For countries neighboring Russia, the war in Ukraine feels alarmingly close, with tens of millions wondering if they're next.
“Maybe it will be Poland, maybe it will be Baltic states," Lithuanian President Gitanas Nausėda said.
Among the most concerned: the small Baltic nations of Lithuania, Latvia and Estonia — a region squeezed between Russia and Belarus with a long and painful history of Russian occupation.
“You hear stories of people who packed a go-bag in case they need to leave," said Krista Viksnins, a security and defense expert at the Center for European Policy Analysis.
Viksnins is a dual citizen of Latvia and the U.S. She lives in Washington, D.C., but has many worried friends and relatives in Latvia.
“People are starting to talk to relatives or friends in other countries and make plans," she said.
Like Ukraine, the Baltics were once part of the Soviet Union and are home to a sizable Russian ethnic minority.
Russian President Vladimir Putin’s pretext for invading Ukraine was “protecting” ethnic Russians there.
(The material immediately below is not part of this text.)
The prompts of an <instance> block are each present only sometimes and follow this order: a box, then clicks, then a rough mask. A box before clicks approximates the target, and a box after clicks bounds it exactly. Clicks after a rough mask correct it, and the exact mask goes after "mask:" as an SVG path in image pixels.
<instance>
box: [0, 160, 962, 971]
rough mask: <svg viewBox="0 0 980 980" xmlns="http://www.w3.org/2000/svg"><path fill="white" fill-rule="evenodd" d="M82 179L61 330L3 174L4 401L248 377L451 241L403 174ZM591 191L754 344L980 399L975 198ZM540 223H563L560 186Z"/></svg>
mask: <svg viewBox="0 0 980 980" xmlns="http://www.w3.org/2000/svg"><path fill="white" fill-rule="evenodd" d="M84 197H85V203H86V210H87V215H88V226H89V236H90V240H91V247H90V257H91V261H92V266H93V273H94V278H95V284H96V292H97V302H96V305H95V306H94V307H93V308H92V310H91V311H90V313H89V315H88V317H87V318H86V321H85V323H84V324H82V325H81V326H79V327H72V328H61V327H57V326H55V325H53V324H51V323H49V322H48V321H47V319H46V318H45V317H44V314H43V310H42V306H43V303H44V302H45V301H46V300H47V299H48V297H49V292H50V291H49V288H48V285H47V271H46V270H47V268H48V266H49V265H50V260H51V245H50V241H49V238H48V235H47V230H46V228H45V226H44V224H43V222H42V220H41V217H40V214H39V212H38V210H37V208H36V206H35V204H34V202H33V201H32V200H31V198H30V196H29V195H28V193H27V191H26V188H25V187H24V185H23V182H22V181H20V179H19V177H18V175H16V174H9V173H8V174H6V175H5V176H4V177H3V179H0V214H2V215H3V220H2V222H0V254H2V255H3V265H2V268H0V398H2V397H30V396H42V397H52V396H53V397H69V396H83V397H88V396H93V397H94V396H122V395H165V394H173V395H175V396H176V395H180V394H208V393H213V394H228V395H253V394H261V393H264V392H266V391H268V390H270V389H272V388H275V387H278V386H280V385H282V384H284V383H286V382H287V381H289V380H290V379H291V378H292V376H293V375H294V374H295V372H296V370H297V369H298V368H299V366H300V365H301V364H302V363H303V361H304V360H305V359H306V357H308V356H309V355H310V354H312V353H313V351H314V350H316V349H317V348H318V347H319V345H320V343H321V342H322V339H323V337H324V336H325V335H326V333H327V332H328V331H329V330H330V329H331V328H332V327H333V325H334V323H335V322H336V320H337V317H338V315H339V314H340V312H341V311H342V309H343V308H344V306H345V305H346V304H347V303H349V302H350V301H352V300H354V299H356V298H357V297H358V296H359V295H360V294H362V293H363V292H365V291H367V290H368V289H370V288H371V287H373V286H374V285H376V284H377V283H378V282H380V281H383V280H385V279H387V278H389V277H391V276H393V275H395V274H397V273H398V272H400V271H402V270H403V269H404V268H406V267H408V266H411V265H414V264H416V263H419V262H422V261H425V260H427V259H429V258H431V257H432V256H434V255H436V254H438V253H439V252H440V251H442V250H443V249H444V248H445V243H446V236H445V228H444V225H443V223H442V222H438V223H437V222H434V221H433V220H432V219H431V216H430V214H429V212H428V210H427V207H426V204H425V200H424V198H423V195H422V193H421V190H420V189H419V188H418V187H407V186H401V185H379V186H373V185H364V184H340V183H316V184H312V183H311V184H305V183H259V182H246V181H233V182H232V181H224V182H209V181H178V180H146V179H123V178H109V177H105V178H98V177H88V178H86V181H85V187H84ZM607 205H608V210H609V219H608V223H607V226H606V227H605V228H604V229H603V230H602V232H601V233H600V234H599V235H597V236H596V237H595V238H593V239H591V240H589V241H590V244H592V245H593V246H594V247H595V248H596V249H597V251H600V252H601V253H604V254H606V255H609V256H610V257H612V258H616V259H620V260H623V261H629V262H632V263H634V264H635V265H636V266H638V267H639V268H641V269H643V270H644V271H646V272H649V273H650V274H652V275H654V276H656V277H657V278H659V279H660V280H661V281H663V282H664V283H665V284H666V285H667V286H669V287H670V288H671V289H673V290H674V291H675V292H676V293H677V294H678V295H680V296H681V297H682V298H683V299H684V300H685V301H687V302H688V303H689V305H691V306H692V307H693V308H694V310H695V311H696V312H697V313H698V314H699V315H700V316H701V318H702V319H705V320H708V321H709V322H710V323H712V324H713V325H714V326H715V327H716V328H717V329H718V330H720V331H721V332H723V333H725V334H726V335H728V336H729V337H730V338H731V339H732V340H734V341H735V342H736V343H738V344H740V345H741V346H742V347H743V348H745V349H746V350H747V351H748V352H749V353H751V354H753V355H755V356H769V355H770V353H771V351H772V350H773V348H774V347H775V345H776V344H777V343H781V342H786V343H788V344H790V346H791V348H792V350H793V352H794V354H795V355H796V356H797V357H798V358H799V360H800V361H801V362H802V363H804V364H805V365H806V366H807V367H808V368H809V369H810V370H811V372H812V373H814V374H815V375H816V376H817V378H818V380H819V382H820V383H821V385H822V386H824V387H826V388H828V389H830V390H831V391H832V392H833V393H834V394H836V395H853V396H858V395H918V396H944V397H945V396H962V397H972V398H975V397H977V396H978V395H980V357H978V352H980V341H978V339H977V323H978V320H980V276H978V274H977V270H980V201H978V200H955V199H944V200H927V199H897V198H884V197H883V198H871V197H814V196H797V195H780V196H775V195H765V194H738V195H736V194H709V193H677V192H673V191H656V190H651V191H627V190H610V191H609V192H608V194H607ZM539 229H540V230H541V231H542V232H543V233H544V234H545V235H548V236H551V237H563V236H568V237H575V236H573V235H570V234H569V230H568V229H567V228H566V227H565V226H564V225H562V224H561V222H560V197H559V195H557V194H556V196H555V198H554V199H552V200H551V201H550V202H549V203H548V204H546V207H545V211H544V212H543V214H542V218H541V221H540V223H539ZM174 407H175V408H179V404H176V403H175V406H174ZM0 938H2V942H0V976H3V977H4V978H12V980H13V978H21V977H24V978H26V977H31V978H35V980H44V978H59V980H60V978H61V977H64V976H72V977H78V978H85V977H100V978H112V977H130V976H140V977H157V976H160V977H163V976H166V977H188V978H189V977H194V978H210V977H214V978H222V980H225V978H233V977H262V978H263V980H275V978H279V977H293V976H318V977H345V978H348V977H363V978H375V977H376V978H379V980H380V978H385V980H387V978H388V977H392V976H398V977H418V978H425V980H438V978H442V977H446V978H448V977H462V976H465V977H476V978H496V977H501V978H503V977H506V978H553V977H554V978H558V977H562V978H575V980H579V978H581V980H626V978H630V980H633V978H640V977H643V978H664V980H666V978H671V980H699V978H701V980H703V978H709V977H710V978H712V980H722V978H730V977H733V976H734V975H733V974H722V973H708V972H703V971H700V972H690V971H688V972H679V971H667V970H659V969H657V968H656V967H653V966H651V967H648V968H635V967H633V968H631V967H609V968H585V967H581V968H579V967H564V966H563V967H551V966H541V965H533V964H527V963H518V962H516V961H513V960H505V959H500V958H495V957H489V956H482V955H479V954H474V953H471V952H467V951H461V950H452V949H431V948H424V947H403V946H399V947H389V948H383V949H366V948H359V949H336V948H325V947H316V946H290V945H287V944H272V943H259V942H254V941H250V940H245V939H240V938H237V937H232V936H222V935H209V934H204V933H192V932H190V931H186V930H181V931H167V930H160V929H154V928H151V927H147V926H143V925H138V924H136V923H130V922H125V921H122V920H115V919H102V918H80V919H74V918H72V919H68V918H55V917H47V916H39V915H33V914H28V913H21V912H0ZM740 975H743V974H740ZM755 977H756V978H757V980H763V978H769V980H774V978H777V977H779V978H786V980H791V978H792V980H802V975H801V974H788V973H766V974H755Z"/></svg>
“Mr. Putin has already said that the greatest geopolitical catastrophe of the 20th century was the collapse of the Soviet Union," said Māris Andžāns, director of the Center for Geopolitical Studies Riga in Latvia.
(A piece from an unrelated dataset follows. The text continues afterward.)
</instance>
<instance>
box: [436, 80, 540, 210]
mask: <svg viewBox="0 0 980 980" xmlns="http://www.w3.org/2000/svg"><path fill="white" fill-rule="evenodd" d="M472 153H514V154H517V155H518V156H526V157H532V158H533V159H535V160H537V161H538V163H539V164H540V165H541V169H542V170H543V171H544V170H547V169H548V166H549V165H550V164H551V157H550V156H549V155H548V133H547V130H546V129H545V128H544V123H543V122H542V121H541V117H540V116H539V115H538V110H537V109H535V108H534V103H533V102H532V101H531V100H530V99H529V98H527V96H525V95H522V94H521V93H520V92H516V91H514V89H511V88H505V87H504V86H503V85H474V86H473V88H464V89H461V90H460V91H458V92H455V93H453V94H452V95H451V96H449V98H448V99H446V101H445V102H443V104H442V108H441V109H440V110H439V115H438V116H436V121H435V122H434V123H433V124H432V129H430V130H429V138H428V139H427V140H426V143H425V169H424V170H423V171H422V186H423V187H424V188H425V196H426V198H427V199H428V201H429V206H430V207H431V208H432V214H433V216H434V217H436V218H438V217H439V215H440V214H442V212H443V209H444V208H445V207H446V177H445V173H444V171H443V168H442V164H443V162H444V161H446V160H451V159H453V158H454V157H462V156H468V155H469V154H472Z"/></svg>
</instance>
But unlike Ukraine, the three Baltic nations have been part of the EU and the defensive NATO alliance since 2004. That means the U.S. and other allies will come to their defense if Russia were to invade.
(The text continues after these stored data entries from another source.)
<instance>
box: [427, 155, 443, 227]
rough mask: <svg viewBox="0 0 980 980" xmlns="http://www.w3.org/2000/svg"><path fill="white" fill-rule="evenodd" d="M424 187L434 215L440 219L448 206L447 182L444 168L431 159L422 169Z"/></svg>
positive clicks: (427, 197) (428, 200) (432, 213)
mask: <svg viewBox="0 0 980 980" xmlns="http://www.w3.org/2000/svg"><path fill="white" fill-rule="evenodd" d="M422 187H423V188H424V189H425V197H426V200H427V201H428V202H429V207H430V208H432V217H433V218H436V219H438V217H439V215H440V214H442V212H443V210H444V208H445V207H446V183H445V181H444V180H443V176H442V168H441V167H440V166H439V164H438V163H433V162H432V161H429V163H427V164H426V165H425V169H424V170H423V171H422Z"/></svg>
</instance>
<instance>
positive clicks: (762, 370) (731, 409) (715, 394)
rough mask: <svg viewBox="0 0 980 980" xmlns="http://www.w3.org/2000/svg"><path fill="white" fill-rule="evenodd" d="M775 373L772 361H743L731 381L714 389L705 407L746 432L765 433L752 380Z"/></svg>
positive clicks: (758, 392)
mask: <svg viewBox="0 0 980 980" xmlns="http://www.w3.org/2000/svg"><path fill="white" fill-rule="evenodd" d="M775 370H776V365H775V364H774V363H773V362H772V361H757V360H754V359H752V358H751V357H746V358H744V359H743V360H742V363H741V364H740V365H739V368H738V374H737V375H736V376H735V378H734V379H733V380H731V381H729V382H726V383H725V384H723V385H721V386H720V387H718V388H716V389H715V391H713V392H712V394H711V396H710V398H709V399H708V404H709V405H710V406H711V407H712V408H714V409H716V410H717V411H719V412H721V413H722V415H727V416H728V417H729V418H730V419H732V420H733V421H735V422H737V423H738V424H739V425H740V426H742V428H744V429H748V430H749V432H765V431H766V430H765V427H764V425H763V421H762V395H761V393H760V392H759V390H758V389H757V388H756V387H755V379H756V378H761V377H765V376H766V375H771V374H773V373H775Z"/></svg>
“We want to make sure that Russia knows that an attack on Lithuania or any other NATO article five country comes with a cost," said Gen. Mark Milley, chairman of the Joint Chiefs of Staff at the U.S. Department of Defense.
This year, the U.S. and NATO bolstered military capabilities in the Baltics and other eastern flank countries.
But experts tell Newsy that may not be enough.
“Even though Russia didn't show its best potential in Ukraine, the Baltic armed forces are far weaker than the Ukrainian ones," Andžāns said.
In a string of op-eds in English-language newspapers, Baltic leaders are calling for a permanent NATO presence and the placement of air defense systems.
Currently, NATO troops rotate in and out of eastern Europe to avoid provoking Russia.
“Rotating through means that, you know, there's transit time, et cetera," Viksnins said. "We need people that are there on the ground that know the region.”
Defense analysts are particularly concerned about the Suwalki Gap – a 60-mile strip of land between the heavily militarized Russian enclave of Kaliningrad and Belarus.
“If by chance Russia was able to seal that off, they will effectively seal off the Baltics from the rest of Europe," Viksnins said.
The Baltic nations have been extremely supportive of Ukraine because they recognize that Ukrainians are fighting for the Baltics, and for the entire European continent, too.
More than Brussels, Berlin or Washington, they know one fundamental thing: Putin can’t think he’s won this war.